Nearly two years later, the Beverly Allitt who appeared in the dock at Nottingham Crown Court reflected the terrible inner woman. Anorexia nervosa had reduced her, exaggerated her bone structure, replaced that trustworthy plumpness with a skeletal wildness.

Allitt comes from Corby Glen, a village near Grantham in Lincolnshire, picturesque in sunlight, forbidding in winter. She grew up in a terraced house. A school photograph shows her, pretty and blonde, smiling for the camera, hands behind her back.

She trained to be a nurse at Grantham and Kesteven General Hospital. What had hatched in her mind was clearly well-developed by the time Allitt began there. She was at the hospital 58 days before the police came on 30 April 1991, and the attacks, 26 in all, were by then more frequent and vicious.

Allitt may be suffering from a form of the rare condition of Munchhausen syndrome by proxy, the condition where mothers deliberately harm or injure their own children in a grotesque desire for attention.

Dr Christopher Cordess, a consultant forensic psychiatrist, reports a rise recently in referrals of mothers suffering from MSP in Britain. That may indicate real growth of a syndrome first identified in the late 1970s but is more probably due to increased awareness. American doctors believe greater vigilance has brought about an increase in prosecutions of medical serial murders in the US.

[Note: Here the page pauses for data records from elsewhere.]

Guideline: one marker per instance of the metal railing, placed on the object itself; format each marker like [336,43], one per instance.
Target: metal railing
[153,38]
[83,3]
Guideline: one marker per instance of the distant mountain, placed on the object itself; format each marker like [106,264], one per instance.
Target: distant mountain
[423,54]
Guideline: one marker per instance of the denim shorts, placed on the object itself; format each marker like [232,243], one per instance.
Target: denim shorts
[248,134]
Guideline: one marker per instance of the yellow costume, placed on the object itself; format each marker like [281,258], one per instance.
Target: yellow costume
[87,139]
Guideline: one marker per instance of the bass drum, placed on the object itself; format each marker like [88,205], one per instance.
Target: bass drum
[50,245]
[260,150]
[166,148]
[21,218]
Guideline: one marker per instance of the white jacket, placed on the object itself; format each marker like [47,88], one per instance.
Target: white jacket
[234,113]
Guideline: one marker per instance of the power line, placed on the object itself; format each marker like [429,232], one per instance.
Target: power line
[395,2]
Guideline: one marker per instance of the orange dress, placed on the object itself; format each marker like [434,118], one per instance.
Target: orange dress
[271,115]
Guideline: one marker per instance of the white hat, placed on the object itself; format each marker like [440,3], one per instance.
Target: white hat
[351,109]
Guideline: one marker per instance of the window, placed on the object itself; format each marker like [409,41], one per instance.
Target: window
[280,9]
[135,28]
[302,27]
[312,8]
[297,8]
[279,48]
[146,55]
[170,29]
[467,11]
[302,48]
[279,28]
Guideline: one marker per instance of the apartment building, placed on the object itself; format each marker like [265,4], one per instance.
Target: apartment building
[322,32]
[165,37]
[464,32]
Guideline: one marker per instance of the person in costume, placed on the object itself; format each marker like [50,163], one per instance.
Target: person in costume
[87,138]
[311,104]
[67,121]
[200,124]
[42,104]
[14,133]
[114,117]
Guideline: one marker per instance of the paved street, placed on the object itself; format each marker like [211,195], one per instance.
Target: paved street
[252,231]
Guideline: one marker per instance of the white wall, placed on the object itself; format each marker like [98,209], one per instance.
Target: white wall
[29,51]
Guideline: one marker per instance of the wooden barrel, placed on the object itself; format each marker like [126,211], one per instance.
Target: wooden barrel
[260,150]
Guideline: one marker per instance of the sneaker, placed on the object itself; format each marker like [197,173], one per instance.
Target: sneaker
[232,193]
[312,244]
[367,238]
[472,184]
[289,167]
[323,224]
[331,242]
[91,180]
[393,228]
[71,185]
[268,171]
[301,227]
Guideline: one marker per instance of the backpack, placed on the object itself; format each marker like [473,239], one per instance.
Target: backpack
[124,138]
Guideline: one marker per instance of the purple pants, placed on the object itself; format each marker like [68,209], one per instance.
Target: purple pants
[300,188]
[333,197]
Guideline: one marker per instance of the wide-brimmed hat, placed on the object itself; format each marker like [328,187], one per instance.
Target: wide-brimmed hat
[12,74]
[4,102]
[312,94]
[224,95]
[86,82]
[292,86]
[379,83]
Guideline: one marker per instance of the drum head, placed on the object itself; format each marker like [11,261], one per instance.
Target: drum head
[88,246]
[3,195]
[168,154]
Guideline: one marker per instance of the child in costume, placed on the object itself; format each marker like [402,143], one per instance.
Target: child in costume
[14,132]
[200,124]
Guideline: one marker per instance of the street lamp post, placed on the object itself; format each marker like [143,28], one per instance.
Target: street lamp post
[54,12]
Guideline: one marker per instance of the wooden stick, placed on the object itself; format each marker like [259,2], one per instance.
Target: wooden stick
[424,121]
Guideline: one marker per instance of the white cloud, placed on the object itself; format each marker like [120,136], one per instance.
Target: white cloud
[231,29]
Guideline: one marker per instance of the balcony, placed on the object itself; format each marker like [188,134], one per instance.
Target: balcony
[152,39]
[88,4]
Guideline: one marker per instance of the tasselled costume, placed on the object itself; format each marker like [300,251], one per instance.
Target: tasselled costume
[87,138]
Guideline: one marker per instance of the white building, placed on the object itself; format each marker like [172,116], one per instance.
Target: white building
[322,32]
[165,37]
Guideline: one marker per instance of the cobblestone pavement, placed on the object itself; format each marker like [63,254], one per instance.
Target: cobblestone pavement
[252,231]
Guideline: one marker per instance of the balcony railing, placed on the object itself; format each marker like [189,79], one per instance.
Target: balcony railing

Dr Cordess believes the minds of MSP sufferers are split. However strong the evidence, sufferers refuse to admit their actions, even to themselves. They seem to enjoy the excitement and attention generated through manufactured emergencies and the opportunity for apparent heroism. Dr Cordess said: 'There are usually prior abnormalities in their lives, development and their psychological state.'

Dr Derek Perkins, director of psychological services at Broadmoor, likens Munchhausen's behaviour to an arsonist who starts a fire then hovers round 'helping' or starring as a hero in the panic that follows.

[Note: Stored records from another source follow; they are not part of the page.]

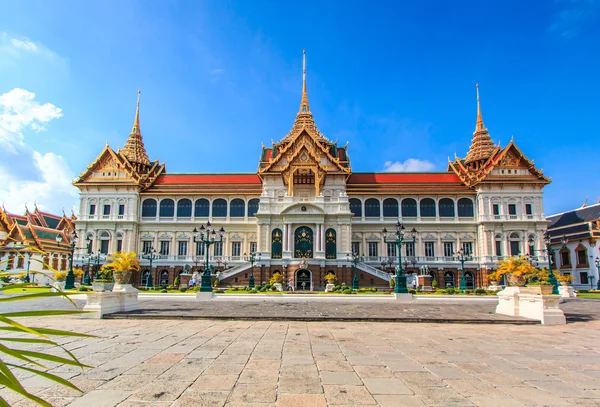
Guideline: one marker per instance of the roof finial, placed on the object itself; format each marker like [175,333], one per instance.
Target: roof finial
[304,108]
[479,124]
[136,123]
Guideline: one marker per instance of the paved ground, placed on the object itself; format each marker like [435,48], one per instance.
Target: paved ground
[264,363]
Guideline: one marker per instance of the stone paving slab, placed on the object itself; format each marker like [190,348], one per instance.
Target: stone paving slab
[231,363]
[473,312]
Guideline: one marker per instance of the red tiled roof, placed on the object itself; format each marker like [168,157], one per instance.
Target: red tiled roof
[178,179]
[403,178]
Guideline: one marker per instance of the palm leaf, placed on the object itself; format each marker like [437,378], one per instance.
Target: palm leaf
[47,375]
[48,331]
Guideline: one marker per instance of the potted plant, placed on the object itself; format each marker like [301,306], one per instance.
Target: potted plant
[517,270]
[123,265]
[103,280]
[276,280]
[331,280]
[564,279]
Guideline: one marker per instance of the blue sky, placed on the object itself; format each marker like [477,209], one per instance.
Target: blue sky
[394,79]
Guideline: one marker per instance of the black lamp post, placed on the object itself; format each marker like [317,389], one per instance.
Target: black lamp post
[70,280]
[86,274]
[400,241]
[550,251]
[597,261]
[207,236]
[151,255]
[355,259]
[462,257]
[252,260]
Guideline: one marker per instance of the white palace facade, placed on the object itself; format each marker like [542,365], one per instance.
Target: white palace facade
[304,211]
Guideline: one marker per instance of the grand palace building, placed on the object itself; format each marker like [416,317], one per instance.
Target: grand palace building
[304,212]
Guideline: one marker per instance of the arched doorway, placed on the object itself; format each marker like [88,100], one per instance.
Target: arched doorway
[303,280]
[470,280]
[449,279]
[303,243]
[164,278]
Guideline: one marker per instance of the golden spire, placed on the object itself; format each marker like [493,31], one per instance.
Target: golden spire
[481,144]
[134,148]
[304,108]
[479,123]
[136,122]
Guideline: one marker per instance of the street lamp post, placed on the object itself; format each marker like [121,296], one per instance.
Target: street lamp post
[355,259]
[462,257]
[70,280]
[597,261]
[550,251]
[252,260]
[400,241]
[207,236]
[151,255]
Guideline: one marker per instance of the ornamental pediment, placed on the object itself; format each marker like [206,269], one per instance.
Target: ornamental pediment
[303,209]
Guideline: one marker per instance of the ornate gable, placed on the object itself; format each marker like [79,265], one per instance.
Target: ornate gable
[304,154]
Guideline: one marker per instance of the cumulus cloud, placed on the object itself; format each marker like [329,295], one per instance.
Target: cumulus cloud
[410,165]
[27,175]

Allitt's attacks were launched out of nowhere. Some of the children were sick, some were well enough to go home. She, almost invariably, raised the alarm. The ward was virtually a field hospital in Allitt's war with herself. Instead of being one of a number of nurses, Allitt would be the centre of attention.

There is little evidence in Corby Glen that Allitt craved attention, but Corby Glen is not the sort of community that could satisfy such an intense craving. Any clues are hidden in her confidential medical records. It is known that, when she was wandering Ward 4 with a mind to kill, she was not seeing the family doctor. Once she had been charged in November 1991, she began the deterioration which was to lead her to anorexia and confinement on remand at Rampton special hospital.

Was Allitt suffering from Munchhausen syndrome by proxy? If so, there were two components: making a patient ill; and distressing the doctor investigating puzzling symptoms. And if Allitt is a classic Munchhausen, her medical notes may reveal that she fabricated illness in herself; she may even attempt to poison herself.

For most of the trial Allitt was absent, ill in hospital. For all of it, the most illuminating glimpse of her was a fine chain she wore around her neck. On the end of it, pulled out to hang over her sweater, was the little bar on which nurses hang their watch. She still affected to be a nurse.

And when she had tiptoed through the ward, ampoules of murderous medication within reach, she craved the kudos awarded the good nurse, and concocted some heart-stopping agony for a tiny body that would give her a quality of mercy.